TinyLLM: A Framework for Training and Deploying Language Models at the Edge Computers
Savitha Viswanadh Kandala, Pramuka Medaranga, Ambuj Varshney
TL;DR
TinyLLM tackles the challenge of deploying language-model capabilities on edge devices by advocating for and enabling training of compact, domain-specialized models (~30–124M parameters). The framework combines curated pre-training data, GPT-2–style architectures, and LoRA fine-tuning to deliver fast, private inference on edge hardware using GGUF/llama.cpp deployments. Empirical results across gesture, localization, and sensing datasets show that small, well-curated models can match or outperform larger models while requiring far fewer GPU hours and enabling real-time edge processing. This work demonstrates a practical pathway for edge-native intelligence in embedded sensing, reducing reliance on cloud-based inference and mitigating privacy and latency concerns.
Abstract
Language models have gained significant interest due to their general-purpose capabilities, which appear to emerge as models are scaled to increasingly larger parameter sizes. However, these large models impose stringent requirements on computing systems, necessitating significant memory and processing requirements for inference. This makes performing inference on mobile and edge devices challenging, often requiring invocating remotely-hosted models via network calls. Remote inference, in turn, introduces issues like latency, unreliable network connectivity, and privacy concerns. To address these challenges, we explored the possibility of deviating from the trend of increasing model size.

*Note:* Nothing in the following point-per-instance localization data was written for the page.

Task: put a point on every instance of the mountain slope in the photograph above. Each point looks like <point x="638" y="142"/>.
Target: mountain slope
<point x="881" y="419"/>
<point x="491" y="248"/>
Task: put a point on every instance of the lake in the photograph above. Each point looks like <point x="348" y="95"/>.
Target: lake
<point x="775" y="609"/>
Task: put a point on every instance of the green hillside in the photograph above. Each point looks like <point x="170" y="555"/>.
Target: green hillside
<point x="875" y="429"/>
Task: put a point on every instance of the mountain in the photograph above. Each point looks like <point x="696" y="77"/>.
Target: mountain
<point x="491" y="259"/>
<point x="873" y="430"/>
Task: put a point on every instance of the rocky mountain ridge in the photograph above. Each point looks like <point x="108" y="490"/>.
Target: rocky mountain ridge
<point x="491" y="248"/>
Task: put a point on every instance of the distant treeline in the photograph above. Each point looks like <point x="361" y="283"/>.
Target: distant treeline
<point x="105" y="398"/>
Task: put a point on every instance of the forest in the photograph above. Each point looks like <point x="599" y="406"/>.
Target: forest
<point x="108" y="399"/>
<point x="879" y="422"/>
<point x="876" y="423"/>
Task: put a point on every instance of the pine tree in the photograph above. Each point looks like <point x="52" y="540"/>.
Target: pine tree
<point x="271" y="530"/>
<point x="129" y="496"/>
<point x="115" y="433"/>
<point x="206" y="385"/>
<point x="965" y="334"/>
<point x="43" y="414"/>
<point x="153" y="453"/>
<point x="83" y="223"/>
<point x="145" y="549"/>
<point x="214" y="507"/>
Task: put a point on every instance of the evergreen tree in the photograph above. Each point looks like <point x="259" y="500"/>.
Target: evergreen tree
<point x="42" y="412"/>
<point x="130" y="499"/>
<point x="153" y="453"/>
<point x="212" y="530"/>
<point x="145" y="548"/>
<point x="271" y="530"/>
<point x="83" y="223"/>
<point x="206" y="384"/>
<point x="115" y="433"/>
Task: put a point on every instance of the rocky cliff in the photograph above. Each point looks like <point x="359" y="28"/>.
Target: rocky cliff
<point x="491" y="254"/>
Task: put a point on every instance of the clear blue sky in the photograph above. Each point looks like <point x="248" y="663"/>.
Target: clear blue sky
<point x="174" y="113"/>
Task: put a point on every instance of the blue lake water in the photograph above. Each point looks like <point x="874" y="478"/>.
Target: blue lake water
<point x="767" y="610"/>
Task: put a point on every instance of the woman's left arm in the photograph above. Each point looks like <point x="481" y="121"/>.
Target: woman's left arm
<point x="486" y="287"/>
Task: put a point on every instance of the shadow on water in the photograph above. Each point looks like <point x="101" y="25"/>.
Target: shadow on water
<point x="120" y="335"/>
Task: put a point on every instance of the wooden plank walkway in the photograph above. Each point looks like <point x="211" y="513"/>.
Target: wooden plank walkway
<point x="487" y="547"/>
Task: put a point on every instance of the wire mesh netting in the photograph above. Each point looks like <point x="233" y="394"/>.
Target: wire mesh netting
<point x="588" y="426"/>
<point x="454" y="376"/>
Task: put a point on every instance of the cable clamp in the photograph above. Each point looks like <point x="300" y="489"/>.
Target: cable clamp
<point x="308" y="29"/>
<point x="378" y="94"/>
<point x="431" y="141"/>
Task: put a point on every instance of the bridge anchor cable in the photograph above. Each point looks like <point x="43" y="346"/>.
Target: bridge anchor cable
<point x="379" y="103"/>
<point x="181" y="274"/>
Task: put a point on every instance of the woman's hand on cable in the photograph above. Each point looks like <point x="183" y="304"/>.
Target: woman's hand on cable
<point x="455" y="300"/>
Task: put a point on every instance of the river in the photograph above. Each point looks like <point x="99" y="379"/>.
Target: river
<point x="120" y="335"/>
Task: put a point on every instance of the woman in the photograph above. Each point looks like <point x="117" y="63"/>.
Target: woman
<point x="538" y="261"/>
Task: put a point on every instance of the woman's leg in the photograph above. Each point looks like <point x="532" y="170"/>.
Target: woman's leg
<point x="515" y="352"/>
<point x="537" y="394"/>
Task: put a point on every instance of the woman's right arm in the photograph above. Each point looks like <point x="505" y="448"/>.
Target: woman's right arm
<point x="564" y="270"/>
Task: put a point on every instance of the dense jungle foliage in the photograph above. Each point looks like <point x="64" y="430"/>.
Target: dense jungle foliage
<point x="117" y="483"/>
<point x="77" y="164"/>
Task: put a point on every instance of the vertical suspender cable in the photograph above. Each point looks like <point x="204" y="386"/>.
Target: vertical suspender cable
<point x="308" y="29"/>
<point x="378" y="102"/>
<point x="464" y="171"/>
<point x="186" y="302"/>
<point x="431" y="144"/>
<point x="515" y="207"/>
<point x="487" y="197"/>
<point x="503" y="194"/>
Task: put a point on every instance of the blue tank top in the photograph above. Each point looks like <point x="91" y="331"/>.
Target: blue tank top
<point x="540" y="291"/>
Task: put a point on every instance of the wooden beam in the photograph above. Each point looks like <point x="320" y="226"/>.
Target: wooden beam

Instead, we hypothesize that much smaller models (~30-120M parameters) can outperform their larger counterparts for specific tasks by carefully curating the data used for pre-training and fine-tuning. We investigate this within the context of deploying edge-device models to support sensing applications. We trained several foundational models through a systematic study and found that small models can run locally on edge devices, achieving high token rates and accuracy. Based on these findings, we developed a framework that allows users to train foundational models tailored to their specific applications and deploy them at the edge.